This paper addresses how representations like “objects” and “scenes” might be learned from natural visual experience. A large body of work has focused on learning these representations as a supervised problem (e.g., by regressing on image labels) and current object and scene classifiers are highly effective. However, in the absence of expert annotations, it remains unclear how we might uncover these representations in the first place. Do “objects” fall directly out of the statistics of the environment, or are they a more subjective, human-specific construct?

Here we probe the former hypothesis. Because the physical world is highly structured, adjacent locations are usually semantically related, whereas far apart locations are more often semantically distinct. By modeling spatial and temporal dependencies, we may therefore learn something about semantic relatedness.

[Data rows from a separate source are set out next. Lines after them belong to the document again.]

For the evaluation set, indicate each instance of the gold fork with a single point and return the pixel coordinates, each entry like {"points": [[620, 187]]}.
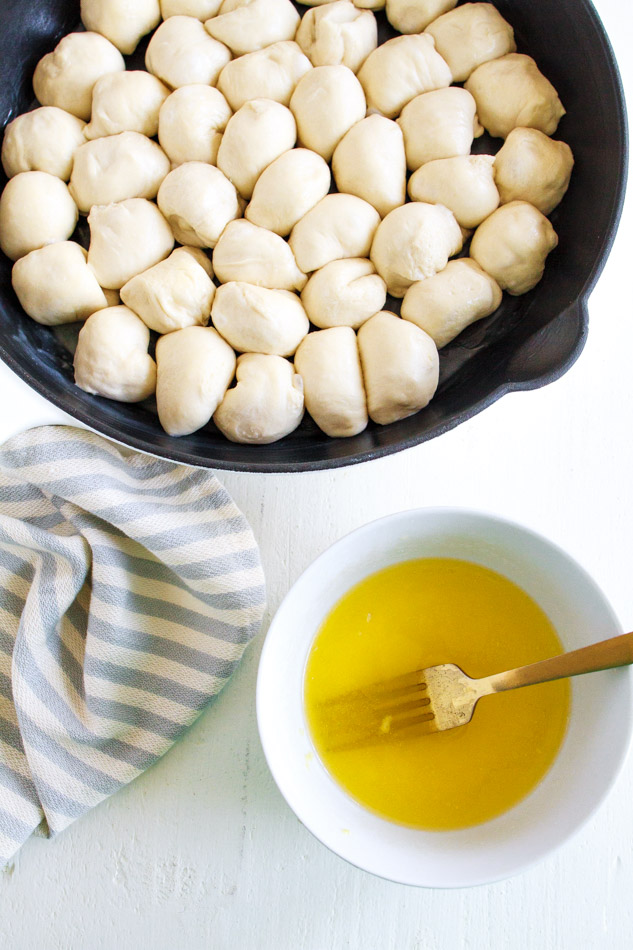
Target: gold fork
{"points": [[444, 697]]}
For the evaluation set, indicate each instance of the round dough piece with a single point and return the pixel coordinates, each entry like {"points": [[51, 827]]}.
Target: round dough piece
{"points": [[126, 102], [181, 52], [270, 73], [344, 293], [266, 404], [187, 400], [125, 239], [191, 124], [400, 367], [329, 365], [447, 303], [55, 285], [472, 34], [287, 189], [173, 294], [255, 136], [200, 9], [414, 242], [35, 209], [412, 16], [512, 245], [464, 184], [120, 21], [338, 33], [530, 166], [249, 25], [256, 256], [66, 77], [43, 140], [512, 91], [128, 165], [439, 124], [369, 162], [111, 358], [338, 226], [401, 69], [258, 320], [198, 201], [327, 102]]}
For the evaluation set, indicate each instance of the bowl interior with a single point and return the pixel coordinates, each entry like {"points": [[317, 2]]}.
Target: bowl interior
{"points": [[527, 342], [592, 753]]}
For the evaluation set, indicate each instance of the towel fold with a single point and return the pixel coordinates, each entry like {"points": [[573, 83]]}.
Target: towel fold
{"points": [[129, 589]]}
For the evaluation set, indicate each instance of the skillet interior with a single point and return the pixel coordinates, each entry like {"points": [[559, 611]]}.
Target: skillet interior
{"points": [[528, 342]]}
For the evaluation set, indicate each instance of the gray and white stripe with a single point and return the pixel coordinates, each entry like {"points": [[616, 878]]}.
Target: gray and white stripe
{"points": [[129, 589]]}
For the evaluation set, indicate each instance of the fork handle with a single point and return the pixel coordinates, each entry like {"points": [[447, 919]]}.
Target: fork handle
{"points": [[618, 651]]}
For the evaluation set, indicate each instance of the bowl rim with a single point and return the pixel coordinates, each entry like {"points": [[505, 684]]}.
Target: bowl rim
{"points": [[483, 516]]}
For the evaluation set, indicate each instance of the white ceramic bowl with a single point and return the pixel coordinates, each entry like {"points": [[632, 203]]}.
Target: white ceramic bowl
{"points": [[593, 751]]}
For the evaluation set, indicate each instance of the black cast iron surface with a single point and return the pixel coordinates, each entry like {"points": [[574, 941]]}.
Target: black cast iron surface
{"points": [[528, 342]]}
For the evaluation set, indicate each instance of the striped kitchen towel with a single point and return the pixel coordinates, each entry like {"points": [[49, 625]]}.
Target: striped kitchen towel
{"points": [[129, 589]]}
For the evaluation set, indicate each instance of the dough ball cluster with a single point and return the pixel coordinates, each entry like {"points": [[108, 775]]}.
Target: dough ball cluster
{"points": [[319, 188]]}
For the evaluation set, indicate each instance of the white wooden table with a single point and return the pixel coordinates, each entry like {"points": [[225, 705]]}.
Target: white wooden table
{"points": [[202, 852]]}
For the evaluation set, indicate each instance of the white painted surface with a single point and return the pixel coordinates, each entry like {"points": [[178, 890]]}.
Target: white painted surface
{"points": [[202, 852]]}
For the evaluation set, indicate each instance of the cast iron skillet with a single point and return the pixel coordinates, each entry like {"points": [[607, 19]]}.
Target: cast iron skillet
{"points": [[529, 342]]}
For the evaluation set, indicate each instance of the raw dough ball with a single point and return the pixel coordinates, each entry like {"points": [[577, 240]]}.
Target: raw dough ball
{"points": [[200, 9], [187, 400], [512, 244], [400, 367], [270, 73], [35, 209], [181, 52], [66, 77], [464, 184], [471, 35], [512, 91], [414, 242], [248, 25], [126, 102], [369, 162], [447, 303], [327, 102], [258, 320], [256, 256], [338, 226], [411, 16], [111, 358], [128, 165], [125, 239], [344, 293], [338, 33], [198, 201], [44, 140], [266, 404], [55, 285], [401, 69], [191, 124], [255, 136], [329, 364], [532, 167], [439, 124], [287, 189], [174, 293], [120, 21]]}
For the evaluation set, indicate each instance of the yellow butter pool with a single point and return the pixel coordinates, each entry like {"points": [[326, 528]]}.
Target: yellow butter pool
{"points": [[421, 613]]}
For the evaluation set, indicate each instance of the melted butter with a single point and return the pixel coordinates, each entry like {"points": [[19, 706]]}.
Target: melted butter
{"points": [[423, 613]]}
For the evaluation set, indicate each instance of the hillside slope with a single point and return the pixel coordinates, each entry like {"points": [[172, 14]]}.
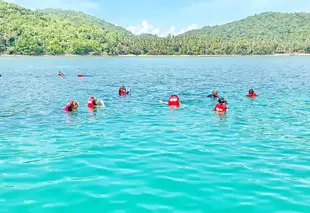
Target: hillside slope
{"points": [[58, 32]]}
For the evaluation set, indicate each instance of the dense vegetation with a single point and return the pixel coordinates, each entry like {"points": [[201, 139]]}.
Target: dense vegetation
{"points": [[57, 32]]}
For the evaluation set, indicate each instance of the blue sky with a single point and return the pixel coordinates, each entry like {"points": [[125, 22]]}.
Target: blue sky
{"points": [[162, 17]]}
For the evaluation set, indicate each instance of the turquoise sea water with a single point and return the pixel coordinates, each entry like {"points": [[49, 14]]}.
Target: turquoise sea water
{"points": [[137, 155]]}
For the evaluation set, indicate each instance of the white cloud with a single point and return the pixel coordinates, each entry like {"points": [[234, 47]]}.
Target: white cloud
{"points": [[81, 5], [145, 27]]}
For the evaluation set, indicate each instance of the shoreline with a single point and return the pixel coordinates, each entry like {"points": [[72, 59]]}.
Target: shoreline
{"points": [[158, 56]]}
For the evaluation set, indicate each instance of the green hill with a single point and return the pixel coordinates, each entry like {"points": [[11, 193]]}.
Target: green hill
{"points": [[80, 18], [28, 32], [58, 32], [264, 26]]}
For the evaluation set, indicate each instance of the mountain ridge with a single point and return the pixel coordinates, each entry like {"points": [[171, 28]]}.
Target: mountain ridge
{"points": [[58, 32]]}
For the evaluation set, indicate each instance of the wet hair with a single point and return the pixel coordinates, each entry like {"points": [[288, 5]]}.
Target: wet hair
{"points": [[70, 108], [173, 95], [222, 101]]}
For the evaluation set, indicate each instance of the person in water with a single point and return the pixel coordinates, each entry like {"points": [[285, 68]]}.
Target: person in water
{"points": [[252, 93], [71, 106], [93, 102], [60, 74], [124, 91], [174, 101], [214, 94], [221, 106]]}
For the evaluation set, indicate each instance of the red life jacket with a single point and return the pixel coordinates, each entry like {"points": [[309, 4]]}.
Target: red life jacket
{"points": [[122, 91], [174, 101], [91, 103], [220, 108], [252, 95]]}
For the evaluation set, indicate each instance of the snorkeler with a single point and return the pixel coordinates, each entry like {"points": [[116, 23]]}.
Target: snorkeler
{"points": [[124, 91], [214, 94], [60, 74], [174, 101], [93, 102], [71, 106], [221, 106], [252, 94]]}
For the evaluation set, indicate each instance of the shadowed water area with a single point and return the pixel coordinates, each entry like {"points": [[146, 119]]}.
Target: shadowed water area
{"points": [[137, 155]]}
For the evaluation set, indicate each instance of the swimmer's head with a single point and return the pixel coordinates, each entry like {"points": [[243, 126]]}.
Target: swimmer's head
{"points": [[73, 105], [174, 96], [222, 101], [215, 93]]}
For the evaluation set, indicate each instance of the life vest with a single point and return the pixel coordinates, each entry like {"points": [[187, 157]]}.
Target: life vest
{"points": [[91, 103], [67, 107], [252, 95], [220, 108], [122, 91], [174, 101]]}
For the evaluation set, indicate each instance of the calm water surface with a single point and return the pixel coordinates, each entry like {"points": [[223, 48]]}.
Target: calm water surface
{"points": [[137, 155]]}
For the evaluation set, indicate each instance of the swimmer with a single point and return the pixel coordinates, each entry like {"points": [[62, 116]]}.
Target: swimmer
{"points": [[174, 101], [252, 94], [221, 106], [124, 91], [60, 74], [93, 102], [214, 94], [71, 106]]}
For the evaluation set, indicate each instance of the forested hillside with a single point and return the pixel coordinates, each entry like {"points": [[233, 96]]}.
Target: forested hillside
{"points": [[58, 32]]}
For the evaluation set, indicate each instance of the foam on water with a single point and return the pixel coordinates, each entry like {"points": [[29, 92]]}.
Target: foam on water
{"points": [[137, 155]]}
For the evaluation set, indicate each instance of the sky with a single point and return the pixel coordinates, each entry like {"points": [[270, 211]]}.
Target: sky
{"points": [[163, 17]]}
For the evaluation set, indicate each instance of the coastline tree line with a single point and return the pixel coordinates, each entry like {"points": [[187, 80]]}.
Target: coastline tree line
{"points": [[58, 32]]}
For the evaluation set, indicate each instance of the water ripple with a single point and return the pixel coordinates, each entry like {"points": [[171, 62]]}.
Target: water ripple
{"points": [[137, 155]]}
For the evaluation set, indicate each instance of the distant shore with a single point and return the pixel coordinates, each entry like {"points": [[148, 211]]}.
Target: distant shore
{"points": [[159, 56]]}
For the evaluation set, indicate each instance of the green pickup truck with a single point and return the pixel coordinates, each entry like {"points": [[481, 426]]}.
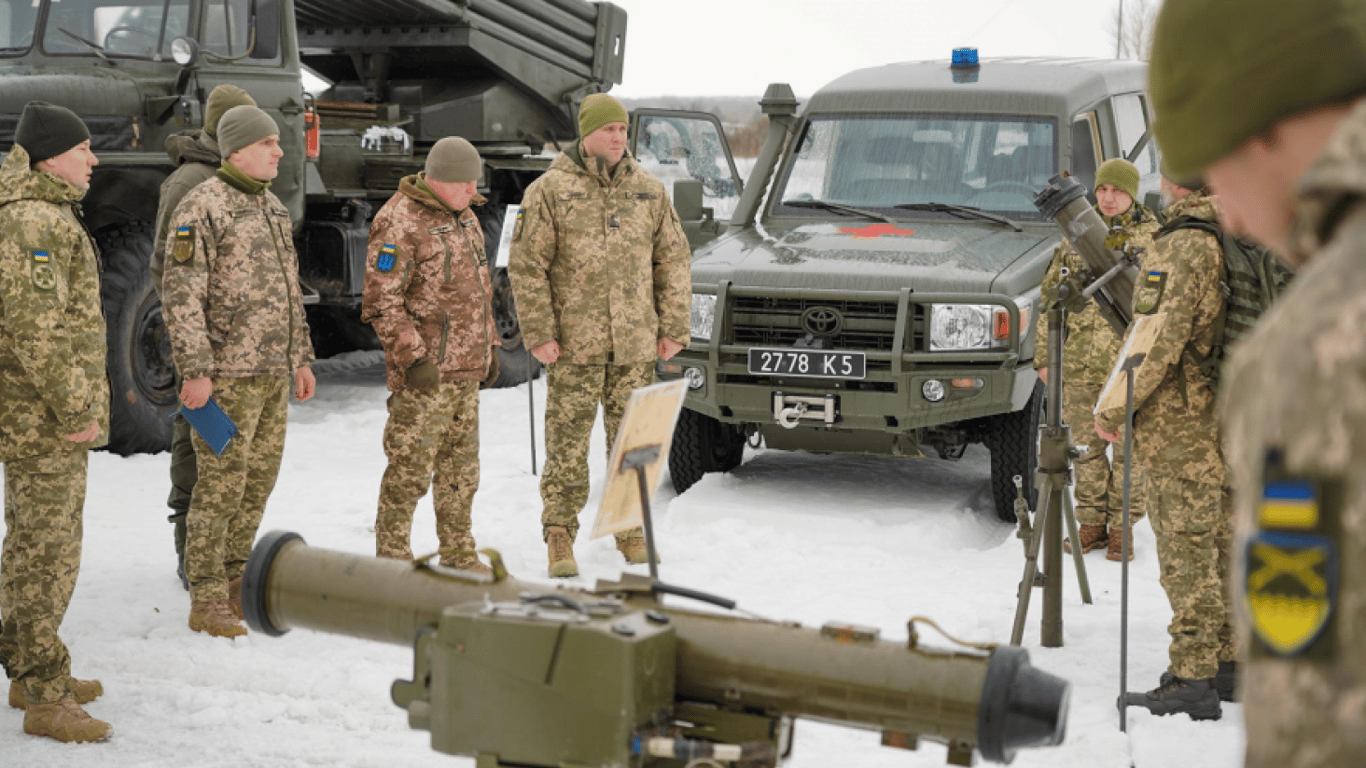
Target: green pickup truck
{"points": [[874, 286]]}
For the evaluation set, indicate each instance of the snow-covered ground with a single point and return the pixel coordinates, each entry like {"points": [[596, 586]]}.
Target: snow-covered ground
{"points": [[790, 536]]}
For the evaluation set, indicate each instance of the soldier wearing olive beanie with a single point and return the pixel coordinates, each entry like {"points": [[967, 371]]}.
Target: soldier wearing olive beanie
{"points": [[1266, 105]]}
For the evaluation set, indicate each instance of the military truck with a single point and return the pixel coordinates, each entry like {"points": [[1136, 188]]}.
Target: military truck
{"points": [[506, 74], [879, 298]]}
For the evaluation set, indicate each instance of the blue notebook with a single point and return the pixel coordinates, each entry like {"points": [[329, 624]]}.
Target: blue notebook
{"points": [[212, 424]]}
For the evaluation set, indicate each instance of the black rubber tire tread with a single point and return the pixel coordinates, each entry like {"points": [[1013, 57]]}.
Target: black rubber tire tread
{"points": [[1014, 444], [140, 366], [702, 444]]}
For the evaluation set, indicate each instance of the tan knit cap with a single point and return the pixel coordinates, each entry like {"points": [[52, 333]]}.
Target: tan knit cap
{"points": [[454, 160]]}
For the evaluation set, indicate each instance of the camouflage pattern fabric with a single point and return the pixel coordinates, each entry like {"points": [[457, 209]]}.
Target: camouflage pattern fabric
{"points": [[428, 291], [573, 396], [231, 291], [1090, 349], [1191, 521], [232, 489], [196, 157], [430, 442], [52, 335], [43, 500], [1295, 391], [600, 263]]}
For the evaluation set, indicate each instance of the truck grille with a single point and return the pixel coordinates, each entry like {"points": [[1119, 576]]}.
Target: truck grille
{"points": [[764, 321]]}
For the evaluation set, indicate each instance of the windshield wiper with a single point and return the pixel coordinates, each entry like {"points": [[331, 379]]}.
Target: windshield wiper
{"points": [[94, 47], [840, 208], [960, 211]]}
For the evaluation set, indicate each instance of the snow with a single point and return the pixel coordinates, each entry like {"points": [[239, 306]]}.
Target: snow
{"points": [[790, 536]]}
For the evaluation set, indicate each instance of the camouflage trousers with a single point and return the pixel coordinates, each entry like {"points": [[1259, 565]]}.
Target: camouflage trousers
{"points": [[1193, 522], [43, 502], [430, 442], [573, 398], [1098, 480], [231, 492]]}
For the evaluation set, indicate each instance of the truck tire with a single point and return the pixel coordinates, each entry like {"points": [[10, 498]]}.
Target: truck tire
{"points": [[515, 361], [1014, 444], [702, 444], [140, 365]]}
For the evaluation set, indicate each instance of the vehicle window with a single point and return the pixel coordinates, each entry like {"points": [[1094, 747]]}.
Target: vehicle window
{"points": [[227, 29], [1085, 159], [1131, 120], [679, 148], [881, 161], [140, 29], [17, 22]]}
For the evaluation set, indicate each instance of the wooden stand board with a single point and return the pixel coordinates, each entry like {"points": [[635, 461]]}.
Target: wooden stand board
{"points": [[649, 418], [1139, 339]]}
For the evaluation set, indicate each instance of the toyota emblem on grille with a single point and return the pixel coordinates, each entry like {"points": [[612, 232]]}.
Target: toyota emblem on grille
{"points": [[823, 320]]}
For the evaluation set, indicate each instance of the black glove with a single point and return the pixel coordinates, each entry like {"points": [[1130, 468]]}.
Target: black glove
{"points": [[424, 377]]}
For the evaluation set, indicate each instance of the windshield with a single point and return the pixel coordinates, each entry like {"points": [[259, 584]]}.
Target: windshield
{"points": [[881, 161], [115, 28]]}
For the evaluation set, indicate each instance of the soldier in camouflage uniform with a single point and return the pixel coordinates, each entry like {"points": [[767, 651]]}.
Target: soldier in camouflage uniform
{"points": [[53, 409], [1092, 346], [235, 313], [1176, 440], [196, 156], [428, 297], [601, 272], [1288, 161]]}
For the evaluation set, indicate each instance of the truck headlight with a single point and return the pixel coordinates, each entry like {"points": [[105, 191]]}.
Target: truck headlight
{"points": [[702, 316], [955, 327]]}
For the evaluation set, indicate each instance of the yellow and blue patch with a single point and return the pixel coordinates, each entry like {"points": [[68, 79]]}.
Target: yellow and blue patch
{"points": [[387, 258], [1288, 504], [1290, 589]]}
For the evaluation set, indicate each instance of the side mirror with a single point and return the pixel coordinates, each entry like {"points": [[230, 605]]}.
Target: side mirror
{"points": [[687, 200]]}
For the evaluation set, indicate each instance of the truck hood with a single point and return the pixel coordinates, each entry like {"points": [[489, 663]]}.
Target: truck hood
{"points": [[873, 256]]}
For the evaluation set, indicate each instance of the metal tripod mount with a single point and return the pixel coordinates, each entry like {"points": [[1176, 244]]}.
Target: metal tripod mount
{"points": [[1055, 503]]}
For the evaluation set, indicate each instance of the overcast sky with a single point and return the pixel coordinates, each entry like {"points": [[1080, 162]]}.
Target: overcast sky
{"points": [[738, 47]]}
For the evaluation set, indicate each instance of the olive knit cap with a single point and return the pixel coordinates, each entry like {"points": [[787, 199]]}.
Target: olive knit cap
{"points": [[243, 126], [600, 110], [220, 100], [1119, 172], [47, 130], [1219, 78], [454, 160]]}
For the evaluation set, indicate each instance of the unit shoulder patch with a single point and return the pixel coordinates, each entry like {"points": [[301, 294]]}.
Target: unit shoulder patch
{"points": [[183, 248]]}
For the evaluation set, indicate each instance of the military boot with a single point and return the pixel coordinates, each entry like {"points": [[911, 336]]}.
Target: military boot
{"points": [[1090, 536], [560, 550], [1175, 696], [216, 618], [64, 720], [631, 545], [84, 692], [1116, 543], [235, 599]]}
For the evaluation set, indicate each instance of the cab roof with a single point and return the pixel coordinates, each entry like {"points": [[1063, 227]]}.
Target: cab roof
{"points": [[1008, 86]]}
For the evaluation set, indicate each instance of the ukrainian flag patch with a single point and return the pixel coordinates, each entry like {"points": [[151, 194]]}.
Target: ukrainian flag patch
{"points": [[388, 256], [1288, 503]]}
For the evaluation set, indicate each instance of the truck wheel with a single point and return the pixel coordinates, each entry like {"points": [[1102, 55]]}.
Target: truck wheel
{"points": [[1014, 444], [514, 358], [140, 365], [702, 444]]}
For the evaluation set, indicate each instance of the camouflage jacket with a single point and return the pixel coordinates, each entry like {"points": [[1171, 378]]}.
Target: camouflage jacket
{"points": [[426, 286], [231, 290], [1175, 425], [196, 156], [1090, 342], [1294, 402], [52, 338], [600, 264]]}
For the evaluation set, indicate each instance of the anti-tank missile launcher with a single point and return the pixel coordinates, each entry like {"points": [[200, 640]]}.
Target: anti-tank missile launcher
{"points": [[514, 673]]}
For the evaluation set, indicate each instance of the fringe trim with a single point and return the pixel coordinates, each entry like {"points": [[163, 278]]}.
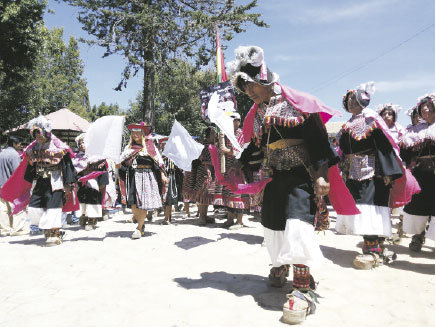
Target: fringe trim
{"points": [[363, 136]]}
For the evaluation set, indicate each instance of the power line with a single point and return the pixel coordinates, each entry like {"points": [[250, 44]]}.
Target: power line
{"points": [[366, 63]]}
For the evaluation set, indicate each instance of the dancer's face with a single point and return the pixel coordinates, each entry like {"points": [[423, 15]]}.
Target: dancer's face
{"points": [[41, 139], [388, 117], [137, 136], [258, 93], [352, 105]]}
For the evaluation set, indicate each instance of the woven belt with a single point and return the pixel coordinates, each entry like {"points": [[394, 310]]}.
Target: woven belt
{"points": [[284, 143]]}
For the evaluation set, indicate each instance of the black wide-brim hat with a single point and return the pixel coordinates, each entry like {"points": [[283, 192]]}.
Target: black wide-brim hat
{"points": [[249, 65]]}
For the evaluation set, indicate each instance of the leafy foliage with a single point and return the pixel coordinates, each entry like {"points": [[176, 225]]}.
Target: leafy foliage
{"points": [[58, 81], [178, 98], [148, 33], [21, 37]]}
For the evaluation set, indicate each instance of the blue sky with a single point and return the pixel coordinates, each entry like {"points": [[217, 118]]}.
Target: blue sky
{"points": [[321, 47]]}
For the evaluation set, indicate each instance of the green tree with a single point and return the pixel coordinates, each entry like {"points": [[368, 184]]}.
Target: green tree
{"points": [[57, 80], [104, 110], [150, 32], [21, 37], [177, 96]]}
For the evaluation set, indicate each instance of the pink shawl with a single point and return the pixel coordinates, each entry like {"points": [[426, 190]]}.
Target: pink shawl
{"points": [[17, 190], [339, 195], [300, 100]]}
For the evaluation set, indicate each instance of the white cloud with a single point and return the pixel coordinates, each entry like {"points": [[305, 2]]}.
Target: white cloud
{"points": [[426, 83], [287, 58]]}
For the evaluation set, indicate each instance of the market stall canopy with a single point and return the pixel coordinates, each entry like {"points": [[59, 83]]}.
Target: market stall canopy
{"points": [[66, 125], [64, 120]]}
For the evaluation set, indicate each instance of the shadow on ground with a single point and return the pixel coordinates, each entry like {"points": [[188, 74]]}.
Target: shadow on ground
{"points": [[343, 258], [247, 238], [38, 241], [192, 242], [256, 286]]}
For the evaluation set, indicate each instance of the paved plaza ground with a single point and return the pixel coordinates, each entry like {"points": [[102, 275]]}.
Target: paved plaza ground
{"points": [[187, 275]]}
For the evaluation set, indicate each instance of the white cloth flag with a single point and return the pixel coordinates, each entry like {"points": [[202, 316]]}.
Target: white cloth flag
{"points": [[103, 138], [181, 147], [224, 122]]}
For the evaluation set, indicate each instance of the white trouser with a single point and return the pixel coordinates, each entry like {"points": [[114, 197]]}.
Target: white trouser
{"points": [[297, 244]]}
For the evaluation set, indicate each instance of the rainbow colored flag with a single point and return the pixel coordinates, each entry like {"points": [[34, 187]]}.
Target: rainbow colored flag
{"points": [[220, 66]]}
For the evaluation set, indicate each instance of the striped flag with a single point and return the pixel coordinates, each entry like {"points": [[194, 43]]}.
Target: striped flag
{"points": [[220, 66]]}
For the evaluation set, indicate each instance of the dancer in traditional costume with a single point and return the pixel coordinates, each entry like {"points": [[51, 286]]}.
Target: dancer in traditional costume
{"points": [[141, 172], [188, 191], [205, 185], [9, 161], [370, 166], [286, 125], [93, 178], [236, 204], [389, 112], [172, 192], [418, 150], [48, 175]]}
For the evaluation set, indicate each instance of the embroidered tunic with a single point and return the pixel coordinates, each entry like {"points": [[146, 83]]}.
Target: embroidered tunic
{"points": [[140, 176], [418, 150], [296, 142], [89, 192], [369, 157], [49, 169]]}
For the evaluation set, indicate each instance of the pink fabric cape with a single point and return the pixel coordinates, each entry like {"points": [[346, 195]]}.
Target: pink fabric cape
{"points": [[339, 195], [92, 175], [17, 190], [404, 187], [300, 100]]}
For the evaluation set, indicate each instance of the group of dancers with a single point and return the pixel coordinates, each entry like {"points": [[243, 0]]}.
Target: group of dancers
{"points": [[286, 171]]}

We investigate how these dependences may be learned from unlabeled sensory input. We train a deep neural network to predict whether or not two input images or patches are likely to be found next to each other in space or time. We demonstrate that the network learns dependencies that can be used to uncover meaningful visual groups. We apply the method to generate fast and accurate object proposals that are competitive with recent supervised methods, as well as to automatic movie scene segmentation, and to the grouping of semantically related photographs.

Related work

The idea that perceptual groups reflect statistical structure in the environment has deep roots in the perception and cognition literature (Barlow (1985); Wilkin & Tenenbaum (1985); Tenenbaum & Witkin (1983); Lowe (2012); Rock (1983)). Barlow postulated that the brain is constantly on the lookout for events that co-occur much more often than chance, and uses these “suspicious coincidences” to discover underlying structure in the world (Barlow (1985)). Subsequent researchers have argued that infants learn about linguistic groups from phoneme co-occurrence (Saffran et al. (1996)), and that humans may also pick up on visual patterns from co-occurrence statistics alone (Fiser & Aslin (2001); Schapiro et al. (2013)).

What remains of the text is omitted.